また今月18日のロイター通信が伝えるところによると、11月の中国全国の新築住宅価格はさらに落ち込み、前年比3.7%の下落になり、3か月連続で前年水準を割り込んでいます。

中国の住宅価格は2009年から上昇を続け、5年間のうち4年で過去最高を更新しました。

しかし、今年に入って政府が融資や頭金比率の制限を課して、価格の上昇の抑え込みに入ったため、不動産市場が冷え込んでしまいました。不動産価格が絶対に下落することない、と言われていた上海でも、不況の影響を受けて不動産仲介業者が倒産しているといいます。

中国が抱える不動産の問題のもう一つに、ゴーストタウンが挙げられます。ゴーストタウンの問題は日本でも注目されていますが、中国国内でも多くの人が関心を持っている話題です。

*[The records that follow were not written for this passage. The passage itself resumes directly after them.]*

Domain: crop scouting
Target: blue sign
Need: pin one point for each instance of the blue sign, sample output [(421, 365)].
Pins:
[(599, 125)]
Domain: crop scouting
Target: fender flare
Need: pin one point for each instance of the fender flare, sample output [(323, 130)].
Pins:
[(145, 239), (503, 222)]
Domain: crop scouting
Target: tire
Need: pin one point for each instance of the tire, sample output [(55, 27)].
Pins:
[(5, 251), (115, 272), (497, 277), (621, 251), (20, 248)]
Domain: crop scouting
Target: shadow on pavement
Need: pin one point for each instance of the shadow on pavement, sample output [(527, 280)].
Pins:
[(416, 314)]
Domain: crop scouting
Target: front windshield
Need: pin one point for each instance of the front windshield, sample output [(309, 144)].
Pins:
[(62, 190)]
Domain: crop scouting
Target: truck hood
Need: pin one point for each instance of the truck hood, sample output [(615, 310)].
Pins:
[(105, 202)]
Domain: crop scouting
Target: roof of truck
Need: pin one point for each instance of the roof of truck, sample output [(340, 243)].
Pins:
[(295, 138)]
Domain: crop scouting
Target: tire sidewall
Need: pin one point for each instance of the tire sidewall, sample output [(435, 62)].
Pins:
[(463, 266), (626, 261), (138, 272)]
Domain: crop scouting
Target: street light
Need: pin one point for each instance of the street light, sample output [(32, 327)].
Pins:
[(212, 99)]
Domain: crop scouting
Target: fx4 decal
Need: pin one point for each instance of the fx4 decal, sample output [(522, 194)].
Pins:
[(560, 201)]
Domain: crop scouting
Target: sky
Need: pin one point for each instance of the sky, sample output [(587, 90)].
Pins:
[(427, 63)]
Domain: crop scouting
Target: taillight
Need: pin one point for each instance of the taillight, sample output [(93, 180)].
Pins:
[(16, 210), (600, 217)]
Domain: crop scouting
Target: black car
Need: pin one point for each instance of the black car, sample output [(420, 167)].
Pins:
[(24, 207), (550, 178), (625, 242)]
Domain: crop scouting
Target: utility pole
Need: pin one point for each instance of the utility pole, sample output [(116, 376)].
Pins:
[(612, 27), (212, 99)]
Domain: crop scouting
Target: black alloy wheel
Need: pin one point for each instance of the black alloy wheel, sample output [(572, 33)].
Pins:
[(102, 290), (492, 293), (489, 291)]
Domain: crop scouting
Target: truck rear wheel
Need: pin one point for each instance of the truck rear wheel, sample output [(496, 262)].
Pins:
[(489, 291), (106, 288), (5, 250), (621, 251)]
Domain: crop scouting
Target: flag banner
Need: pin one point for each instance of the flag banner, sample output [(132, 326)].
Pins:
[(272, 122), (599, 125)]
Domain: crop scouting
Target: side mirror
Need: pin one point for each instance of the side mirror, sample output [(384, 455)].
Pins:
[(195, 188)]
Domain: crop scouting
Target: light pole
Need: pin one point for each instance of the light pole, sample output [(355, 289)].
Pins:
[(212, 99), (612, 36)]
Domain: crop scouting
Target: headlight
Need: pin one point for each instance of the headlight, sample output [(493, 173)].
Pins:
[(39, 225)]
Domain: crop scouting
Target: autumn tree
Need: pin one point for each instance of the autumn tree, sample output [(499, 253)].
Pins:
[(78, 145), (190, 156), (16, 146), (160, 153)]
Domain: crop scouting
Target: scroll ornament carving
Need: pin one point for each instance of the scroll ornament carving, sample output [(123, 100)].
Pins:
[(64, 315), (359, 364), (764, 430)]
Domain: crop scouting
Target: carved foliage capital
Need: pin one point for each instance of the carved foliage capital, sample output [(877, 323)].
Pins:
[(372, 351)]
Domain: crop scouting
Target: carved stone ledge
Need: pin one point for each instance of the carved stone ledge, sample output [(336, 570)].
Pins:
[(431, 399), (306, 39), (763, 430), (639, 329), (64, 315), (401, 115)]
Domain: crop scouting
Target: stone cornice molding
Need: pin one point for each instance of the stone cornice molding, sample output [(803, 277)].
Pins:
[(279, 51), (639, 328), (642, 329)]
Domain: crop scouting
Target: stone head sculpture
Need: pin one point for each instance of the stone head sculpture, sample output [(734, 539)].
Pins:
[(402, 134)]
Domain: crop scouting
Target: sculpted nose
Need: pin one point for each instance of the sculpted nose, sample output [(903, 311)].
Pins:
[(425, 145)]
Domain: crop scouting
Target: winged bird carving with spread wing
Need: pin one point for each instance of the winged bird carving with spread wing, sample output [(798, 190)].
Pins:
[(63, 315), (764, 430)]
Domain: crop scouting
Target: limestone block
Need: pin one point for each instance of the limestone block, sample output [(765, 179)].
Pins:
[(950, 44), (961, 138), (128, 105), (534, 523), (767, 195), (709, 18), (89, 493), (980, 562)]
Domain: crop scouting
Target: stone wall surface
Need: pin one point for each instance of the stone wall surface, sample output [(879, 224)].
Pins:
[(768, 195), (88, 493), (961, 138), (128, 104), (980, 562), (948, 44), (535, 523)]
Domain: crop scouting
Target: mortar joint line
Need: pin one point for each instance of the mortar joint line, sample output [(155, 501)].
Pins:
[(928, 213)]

中国では最近、経済紙「投資時報」がゴーストタウン・ランキングを発表しました。

1位は内モンゴルの都市で2位以下を大きく引き離す内容でした。このゴーストタウンの判断基準とは、人口と建築面積を比較して、それが1:2すなわち0.5を上回るかどうかで判断します。

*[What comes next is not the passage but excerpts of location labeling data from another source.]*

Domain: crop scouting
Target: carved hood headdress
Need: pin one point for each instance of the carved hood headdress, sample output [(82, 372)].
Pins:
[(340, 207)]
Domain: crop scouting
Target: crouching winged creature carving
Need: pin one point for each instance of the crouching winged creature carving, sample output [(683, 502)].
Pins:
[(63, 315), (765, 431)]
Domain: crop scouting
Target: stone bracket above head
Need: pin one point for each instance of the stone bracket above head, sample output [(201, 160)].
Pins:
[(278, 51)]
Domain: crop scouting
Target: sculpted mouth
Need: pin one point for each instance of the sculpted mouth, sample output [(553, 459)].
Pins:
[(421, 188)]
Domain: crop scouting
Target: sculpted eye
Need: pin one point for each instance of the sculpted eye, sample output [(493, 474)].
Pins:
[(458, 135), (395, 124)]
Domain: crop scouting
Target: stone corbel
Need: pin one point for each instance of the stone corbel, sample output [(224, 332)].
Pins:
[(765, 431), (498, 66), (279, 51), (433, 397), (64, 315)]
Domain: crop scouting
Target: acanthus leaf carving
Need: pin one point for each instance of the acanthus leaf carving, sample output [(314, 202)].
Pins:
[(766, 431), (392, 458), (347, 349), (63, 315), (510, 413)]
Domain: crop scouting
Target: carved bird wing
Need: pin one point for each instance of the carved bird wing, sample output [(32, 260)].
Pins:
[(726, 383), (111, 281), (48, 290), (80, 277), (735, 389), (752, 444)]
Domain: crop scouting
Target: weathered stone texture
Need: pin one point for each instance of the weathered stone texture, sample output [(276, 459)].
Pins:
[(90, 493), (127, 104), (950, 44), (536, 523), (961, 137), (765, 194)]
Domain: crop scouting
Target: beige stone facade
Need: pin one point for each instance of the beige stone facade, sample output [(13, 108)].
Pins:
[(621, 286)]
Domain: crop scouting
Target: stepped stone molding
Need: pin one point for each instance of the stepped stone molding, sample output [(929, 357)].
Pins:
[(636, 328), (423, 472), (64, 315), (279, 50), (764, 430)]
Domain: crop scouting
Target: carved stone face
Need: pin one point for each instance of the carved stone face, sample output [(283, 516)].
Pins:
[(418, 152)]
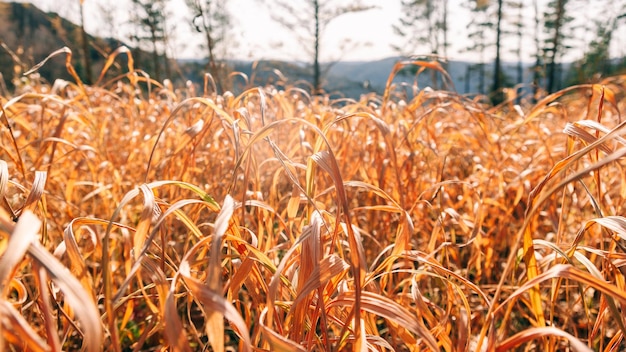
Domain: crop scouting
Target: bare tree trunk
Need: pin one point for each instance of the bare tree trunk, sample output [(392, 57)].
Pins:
[(85, 46), (155, 55), (317, 85), (560, 10), (497, 70)]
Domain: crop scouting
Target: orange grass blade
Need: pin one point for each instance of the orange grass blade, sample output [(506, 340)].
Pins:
[(539, 332), (19, 331), (389, 309), (215, 321), (36, 191), (68, 65)]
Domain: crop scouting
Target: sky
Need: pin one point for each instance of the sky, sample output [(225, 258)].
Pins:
[(257, 36)]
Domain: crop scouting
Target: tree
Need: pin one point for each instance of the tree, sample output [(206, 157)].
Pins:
[(497, 66), (308, 22), (556, 19), (597, 58), (212, 19), (150, 18), (423, 23), (85, 45), (479, 28)]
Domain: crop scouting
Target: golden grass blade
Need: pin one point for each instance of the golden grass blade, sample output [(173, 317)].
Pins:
[(22, 235), (68, 65), (50, 322), (570, 272), (215, 321), (18, 331), (278, 342), (84, 307), (328, 268), (388, 309), (174, 334), (539, 332), (147, 214), (36, 191), (327, 161), (111, 60)]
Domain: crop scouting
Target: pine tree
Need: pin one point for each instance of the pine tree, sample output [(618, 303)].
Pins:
[(424, 23), (308, 20), (150, 18), (212, 19), (556, 23)]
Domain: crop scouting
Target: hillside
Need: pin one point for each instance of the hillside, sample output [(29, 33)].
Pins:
[(30, 35)]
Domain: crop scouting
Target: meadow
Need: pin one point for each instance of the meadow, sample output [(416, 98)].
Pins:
[(137, 216)]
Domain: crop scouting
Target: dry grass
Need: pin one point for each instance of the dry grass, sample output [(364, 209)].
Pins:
[(274, 220)]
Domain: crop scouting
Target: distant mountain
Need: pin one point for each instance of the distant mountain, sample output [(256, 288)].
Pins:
[(30, 35)]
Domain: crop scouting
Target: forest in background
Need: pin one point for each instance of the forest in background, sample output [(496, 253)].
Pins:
[(498, 28)]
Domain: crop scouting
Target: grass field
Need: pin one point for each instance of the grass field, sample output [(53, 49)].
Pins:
[(175, 219)]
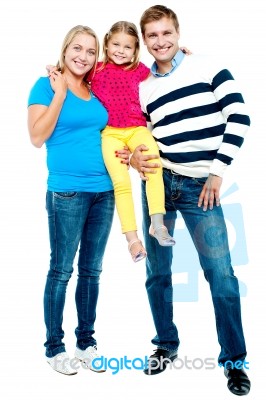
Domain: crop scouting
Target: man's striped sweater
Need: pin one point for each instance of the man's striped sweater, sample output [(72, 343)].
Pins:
[(198, 116)]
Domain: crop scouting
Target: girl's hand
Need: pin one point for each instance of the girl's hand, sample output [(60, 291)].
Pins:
[(58, 82), (186, 51)]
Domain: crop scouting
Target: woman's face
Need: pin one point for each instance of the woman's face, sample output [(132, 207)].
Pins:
[(80, 55)]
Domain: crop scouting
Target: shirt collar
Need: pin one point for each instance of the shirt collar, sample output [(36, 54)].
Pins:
[(176, 61)]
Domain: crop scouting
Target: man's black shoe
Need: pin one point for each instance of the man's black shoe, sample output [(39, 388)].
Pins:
[(238, 381), (158, 361)]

ゴーストタウンンは何が原因で出現してしまったのでしょうか?大きな理由としては、過去五年間の都市化計画が関係しています。先進国と比べて中国では、まだまだ農村部に人口が多いのが特徴です。

国の発展のために、農村に暮らす人々を都市に呼び込むことに力を入れているのです。この都市化計画のためには、建築の面でも大きな拡張が求められます。

現に過去10年間で中国では急速な都市化が進み、多くの高層マンションが立ち並ぶ都市も増えてきました。しかし、その一方で盲目的な建設ラッシュのために居住率が急激に下がり、ゴーストタウンを作り出しているのも現実です。

中国経済を支えてきた不動産事業の雲行きが怪しくなっているため、中国経済全体への影響が懸念されています。